Now arms, however beautiful, are instruments of evil omen, hateful, it may be said, to all creatures. Therefore they who have the Tao do not like to employ them. The superior man ordinarily considers the left hand the most honourable place, but in time of war the right hand. Those sharp weapons are instruments of evil omen, and not the instruments of the superior man;--he uses them only on the compulsion of necessity. Calm and repose are what he prizes; victory (by force of arms) is to him undesirable. To consider this desirable would be to delight in the slaughter of men; and he who delights in the slaughter of men cannot get his will in the kingdom. On occasions of festivity to be on the left hand is the prized position; on occasions of mourning, the right hand. The second in command of the army has his place on the left; the general commanding in chief has his on the right;--his place, that is, is assigned to him as in the rites of mourning. He who has killed multitudes of men should weep for them with the bitterest grief; and the victor in battle has his place (rightly) according to those rites.

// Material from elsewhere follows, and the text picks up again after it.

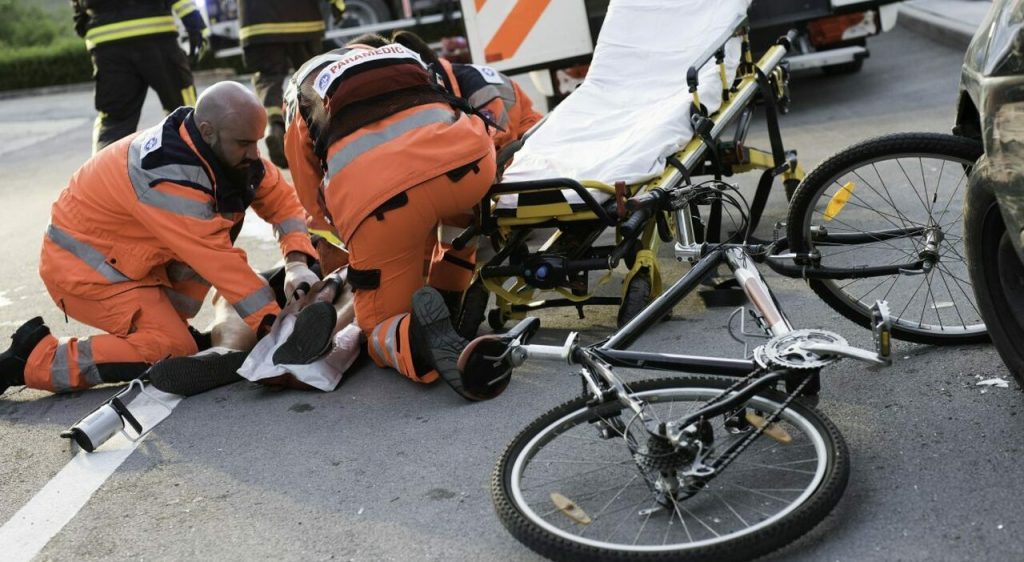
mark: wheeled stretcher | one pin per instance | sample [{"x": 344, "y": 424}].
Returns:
[{"x": 669, "y": 97}]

The Tao Te Ching teaches that weapons and violence are always corrosive to the spirit, even when necessary. The superior person—the one aligned with the Tao—uses force only when compelled by circumstance, never with pleasure or pride. When forced to act violently, they should grieve what was lost, treating victory with the solemnity of a funeral rather than celebration. The chapter inverts our usual hierarchy: what we call winning is actually a kind of mourning.
We live in a culture that celebrates strength, victory, and dominance as intrinsic goods. Our conflicts—political, cultural, personal—are framed as battles to be won, enemies to be defeated. This chapter whispers a different diagnosis: that our addiction to winning, to being right, to overpowering others, poisons us at the root. It asks us to notice how often we treat disagreement as warfare, how we've normalized the language of combat in everyday speech. In a time of real violence abroad and inner violence at home, the Tao invites us to ask: What if we grieve what we fight for? What if victory itself is the wound we're trying to heal?
Today, notice where you are reaching for force—of will, of argument, of certainty—when gentleness might work instead. When you must stand firm or speak hard truth, feel it as a burden, not a triumph. Let there be a small funeral in your heart for the conflict itself.